For text mining purposes, we have exposed an XML version of this sitemap on: http://api.elsevier.com/sitemap/page/sitemap/index.html

Notes:
- The sitemap doesn't know about your subscriptions and therefore may list URLs for documents you don't have access to. This will lead to an authorization error if you try to retrieve such a document, and your crawling script will have to be able to handle that error.
- No APIKey is needed to crawl the sitemap; however, whenever your crawler follows a URL from the sitemap to an actual article (i.e. follows a URL of the form http://api.elsevier.com/content/article/...), an APIKey will be needed in the request as outlined above.

Can I use other sources to help me select my corpus before I download it?
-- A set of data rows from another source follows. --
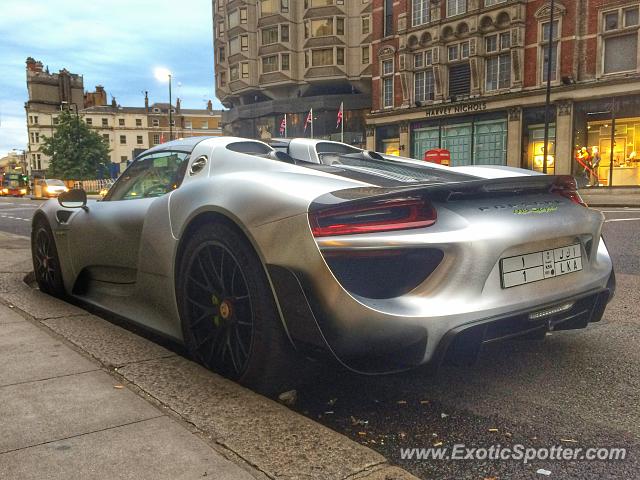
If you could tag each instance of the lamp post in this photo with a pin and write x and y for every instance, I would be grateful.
(547, 104)
(162, 74)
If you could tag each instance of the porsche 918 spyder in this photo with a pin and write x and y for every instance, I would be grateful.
(253, 258)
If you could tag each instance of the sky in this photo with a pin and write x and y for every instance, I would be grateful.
(114, 43)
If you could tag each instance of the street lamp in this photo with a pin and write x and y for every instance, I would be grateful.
(163, 74)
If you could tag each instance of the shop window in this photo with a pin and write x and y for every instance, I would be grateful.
(419, 12)
(490, 143)
(536, 149)
(424, 86)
Of course! Here are some options:
- Google and Google Scholar: if you append "site:sciencedirect.com OR site:linkinghub.elsevier.com" to your query, you'll limit search results to content indexed on ScienceDirect.com. In the URLs of the results, you'll see an identifier like S0190962202001020 or B0741521410016381, which is the PII of that article that you can use to construct a request with to retrieve that article - see above.
- If you use A&I databases like PubMed or Web Of Science or Elsevier's own Scopus, they will often return the DOI for documents in results sets. You can use that DOI to construct a retrieval request to our full-text API {see above} to try to retrieve that document; if the document is not an Elsevier document or if you are not subscribed to it, you will simply get an error.
- CrossRef's Metadata services, while not available to everyone, allow metadata-based requests to retrieve DOIs.
- Many Elsevier journals also have their own separate sites, such as cell.com and thelancet.com; they use DOIs and PIIs to identify articles as well, and thus could help in identifying the corpus to mine.